J’ai pas mal de chose en projets, dont un petit nombre de remixes et exclus qui émergent de temps à autres, comme ma participation à la superbe compilation 1Ø1 d’On And On Records qui vient tout juste de sortir, ainsi qu’une autre sur une prochaine sortie du label Château Bruyant… Pour ce qui est d’un format plus conséquent, j’ai déjà pas mal de matière et il me faut à présent réfléchir à comment articuler au mieux tout ça… Mais oui, je pense ne pas me tromper en te disant qu’un prochain Ep arrivera d’ici la fin de l’année.

Ton prono foot : quelles sont les chances des joueurs de l’OL de remporter le championnat de France ?
Pour tout te dire… je ne m’intéresse pas du tout au foot. J’en suis resté à la finale 98. Y’en a pas eu d’autres depuis, c’est bien ça ? (Si, en 2006, la France a perdu en finale de la Coupe du monde contre l’Italie, ndlr)

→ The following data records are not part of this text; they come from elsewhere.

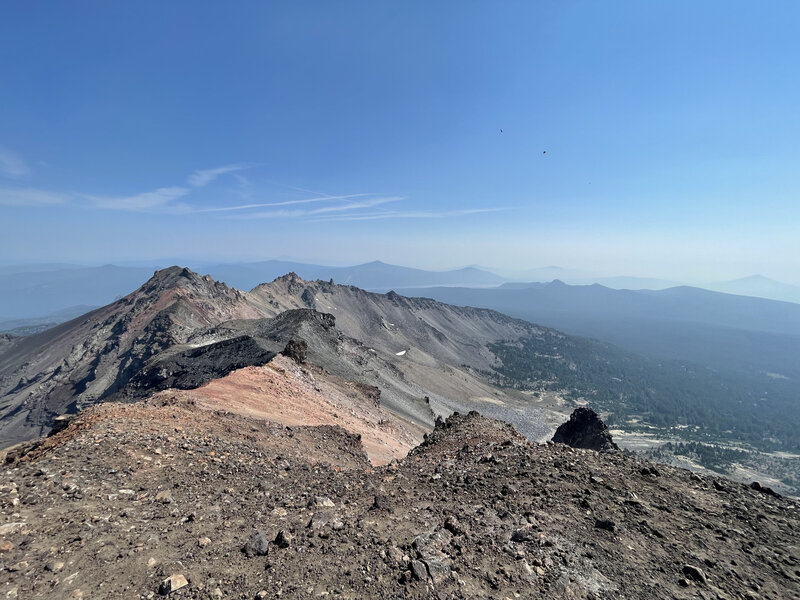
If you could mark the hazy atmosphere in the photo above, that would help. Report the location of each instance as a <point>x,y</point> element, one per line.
<point>401,300</point>
<point>625,138</point>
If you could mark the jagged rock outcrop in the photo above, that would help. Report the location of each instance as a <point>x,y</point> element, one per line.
<point>94,356</point>
<point>297,350</point>
<point>585,429</point>
<point>475,512</point>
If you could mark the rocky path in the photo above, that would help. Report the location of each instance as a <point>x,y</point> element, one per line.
<point>136,501</point>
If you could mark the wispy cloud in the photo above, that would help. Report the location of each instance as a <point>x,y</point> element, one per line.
<point>30,197</point>
<point>284,203</point>
<point>409,214</point>
<point>305,213</point>
<point>203,177</point>
<point>161,200</point>
<point>11,165</point>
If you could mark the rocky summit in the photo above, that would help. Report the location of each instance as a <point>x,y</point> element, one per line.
<point>163,498</point>
<point>310,440</point>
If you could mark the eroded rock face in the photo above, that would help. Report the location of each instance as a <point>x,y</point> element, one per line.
<point>585,429</point>
<point>297,350</point>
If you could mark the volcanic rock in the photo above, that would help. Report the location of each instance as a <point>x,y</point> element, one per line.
<point>585,430</point>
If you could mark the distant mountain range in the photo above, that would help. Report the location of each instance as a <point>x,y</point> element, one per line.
<point>374,276</point>
<point>39,291</point>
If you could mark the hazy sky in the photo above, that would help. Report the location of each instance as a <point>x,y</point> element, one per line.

En tant que Lyonnais, tu t’y connais en bonne chaire. Si tu pouvais nous donner la recette de ta musique, quelles seraient les proportions ?
Et bien, je te dirais de partir sur une base très intuitive, qui va constituer le gros de ta musique. En garder la saveur première et tenter d’y rajouter juste de petites touches de fraicheur qui viendront rendre le truc un peu stylé dans l’assiette. Mais attention : plus tu prends du temps à en mettre, plus tu risques de t’éloigner de l’essence même de ton idée musicale et à en perdre cet aspect sincère. Passer plus de temps à faire de la musique qu’à faire de la production, c’est un peu ça l’idée.

Quels sont les albums qui t’ont formé musicalement ? Quels sont les récents morceaux qui t’ont scotché ?
J’ai commencé la musique très tôt en fait, du coup je peux pas vraiment te dire que c’est tel album ou tel album qui m’a poussé à faire de la musique. Par contre, il est vrai que certains disques m’ont particulièrement marqué auparavant, notamment ceux qui n’hésitaient pas à sortir de leur cadre esthétique : je pense à Sayag Jazz Machine, Jaga Jazzist, Essbjorn Svensson Trio, Dorian Concept… Pas mal de jazz en fait. Coté nouveauté, je ne me lasse pas du dernier album de Dorian Concept, qui est vraiment magnifique, ni de l’album de Machinedrum, qui se répète un peu plus mais se pose vraiment là dans son accomplissement personnel et artistique. J’écoute beaucoup l’album Mixed Signals de Frederic Robinson aussi, et les productions de Lido dont le travail d’arrangement est assez impressionnant à chaque morceau.